De acordo com a apuração divulgada pela CNN Brasil, o tenente-coronel Geraldo Leite Rosa Neto será indiciado por feminicídio e fraude processual. A investigação aponta mudança significativa na linha inicial do caso, que havia sido tratado como suicídio.
No mesmo dia, a polícia também solicitou a prisão do oficial. O pedido ainda depende de análise da Justiça paulista.
Gisele foi encontrada morta com um tiro na cabeça no apartamento onde vivia com o companheiro. O caso aconteceu em 18 de fevereiro e, inicialmente, foi registrado como suicídio.
Com o avanço das investigações, surgiram relatos de um possível relacionamento abusivo. Essas informações levaram a polícia a reclassificar o caso como morte suspeita, abrindo caminho para novas diligências.
Em depoimento, o tenente-coronel afirmou que a esposa teria tirado a própria vida após uma discussão.

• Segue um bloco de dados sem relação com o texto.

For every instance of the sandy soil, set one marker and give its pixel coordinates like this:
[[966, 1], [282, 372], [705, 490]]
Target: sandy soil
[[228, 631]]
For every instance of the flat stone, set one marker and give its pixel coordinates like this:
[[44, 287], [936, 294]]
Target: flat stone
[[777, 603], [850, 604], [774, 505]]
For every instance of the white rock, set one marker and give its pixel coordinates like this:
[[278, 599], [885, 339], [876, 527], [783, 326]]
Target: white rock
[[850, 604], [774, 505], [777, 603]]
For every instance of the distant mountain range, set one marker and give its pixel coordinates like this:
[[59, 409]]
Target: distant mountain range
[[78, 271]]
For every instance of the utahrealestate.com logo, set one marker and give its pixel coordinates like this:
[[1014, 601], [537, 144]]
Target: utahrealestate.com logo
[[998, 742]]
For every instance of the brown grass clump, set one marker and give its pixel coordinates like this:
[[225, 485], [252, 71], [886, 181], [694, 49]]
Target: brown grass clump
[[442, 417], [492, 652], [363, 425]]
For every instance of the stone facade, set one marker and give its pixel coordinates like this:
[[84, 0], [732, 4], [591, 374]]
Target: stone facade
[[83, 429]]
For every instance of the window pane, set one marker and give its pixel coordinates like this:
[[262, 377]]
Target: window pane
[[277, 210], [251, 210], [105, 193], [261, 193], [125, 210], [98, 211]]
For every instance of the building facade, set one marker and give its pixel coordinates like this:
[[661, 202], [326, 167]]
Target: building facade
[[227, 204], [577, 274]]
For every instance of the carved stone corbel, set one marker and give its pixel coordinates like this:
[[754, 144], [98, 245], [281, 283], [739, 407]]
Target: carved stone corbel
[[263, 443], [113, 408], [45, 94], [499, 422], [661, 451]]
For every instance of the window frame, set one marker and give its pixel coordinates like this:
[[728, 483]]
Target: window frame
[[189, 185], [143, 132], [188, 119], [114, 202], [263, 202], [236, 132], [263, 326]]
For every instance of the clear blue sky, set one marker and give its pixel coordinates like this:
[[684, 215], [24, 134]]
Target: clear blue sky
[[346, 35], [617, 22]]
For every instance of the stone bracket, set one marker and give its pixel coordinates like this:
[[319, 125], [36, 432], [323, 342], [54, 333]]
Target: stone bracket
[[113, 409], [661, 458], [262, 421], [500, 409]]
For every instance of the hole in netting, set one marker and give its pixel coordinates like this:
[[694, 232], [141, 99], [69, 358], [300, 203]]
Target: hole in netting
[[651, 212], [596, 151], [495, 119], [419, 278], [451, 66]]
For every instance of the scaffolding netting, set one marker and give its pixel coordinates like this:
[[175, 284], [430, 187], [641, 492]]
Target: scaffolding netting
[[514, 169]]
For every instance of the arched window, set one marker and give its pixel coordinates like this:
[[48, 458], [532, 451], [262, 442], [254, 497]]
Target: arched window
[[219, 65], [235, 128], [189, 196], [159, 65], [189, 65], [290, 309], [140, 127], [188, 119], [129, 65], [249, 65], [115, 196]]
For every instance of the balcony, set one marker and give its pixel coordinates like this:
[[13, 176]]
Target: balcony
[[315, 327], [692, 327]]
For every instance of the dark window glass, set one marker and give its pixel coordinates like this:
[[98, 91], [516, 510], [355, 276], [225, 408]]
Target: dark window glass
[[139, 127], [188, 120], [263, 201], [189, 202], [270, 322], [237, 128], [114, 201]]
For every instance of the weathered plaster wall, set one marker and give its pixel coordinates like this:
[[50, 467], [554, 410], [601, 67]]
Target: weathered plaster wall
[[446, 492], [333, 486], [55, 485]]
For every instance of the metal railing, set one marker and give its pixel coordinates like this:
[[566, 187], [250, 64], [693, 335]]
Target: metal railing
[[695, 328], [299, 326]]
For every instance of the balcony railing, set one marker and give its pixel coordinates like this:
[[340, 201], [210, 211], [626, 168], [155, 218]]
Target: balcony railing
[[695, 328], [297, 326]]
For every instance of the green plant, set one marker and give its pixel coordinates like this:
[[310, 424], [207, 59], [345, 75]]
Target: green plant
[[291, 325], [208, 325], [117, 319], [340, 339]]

Segundo ele, a conversa ocorreu por volta das 7h, quando comunicou a intenção de separação.
Ele relatou ainda que estava no banho no momento do disparo e que encontrou a vítima ferida na sala. No entanto, outros elementos passaram a contestar essa versão.
Relatos de testemunhas contribuíram para a mudança de entendimento da polícia. Um bombeiro que atendeu à ocorrência afirmou ter estranhado a posição em que a vítima foi encontrada.
Segundo o depoimento, o profissional decidiu registrar a cena por conta própria. A atitude foi motivada pela percepção de que o cenário não era compatível com casos típicos de suicídio, o que chamou atenção durante o atendimento.
O comportamento do tenente-coronel também foi citado como incomum. De acordo com o bombeiro, ele não demonstrava desespero diante da situação, o que reforçou as dúvidas levantadas.
O exame necroscópico realizado pelo Instituto Médico Legal de São Paulo trouxe novos elementos para a investigação. O laudo confirmou que a morte ocorreu em decorrência de traumatismo cranioencefálico causado por disparo de arma de fogo.
A perícia indicou que o tiro foi efetuado a curta distância. O disparo foi considerado compatível com execução próxima à cabeça da vítima, com entrada na região frontal-parietal direita.
Além disso, foram identificadas lesões no rosto e no pescoço. O documento aponta uma marca semelhante a arranhão na região cervical e hematomas ao redor dos olhos, sinais associados a trauma.
Com base nesses elementos, a investigação foi concluída e encaminhada à Justiça, que deve decidir sobre os próximos desdobramentos do caso.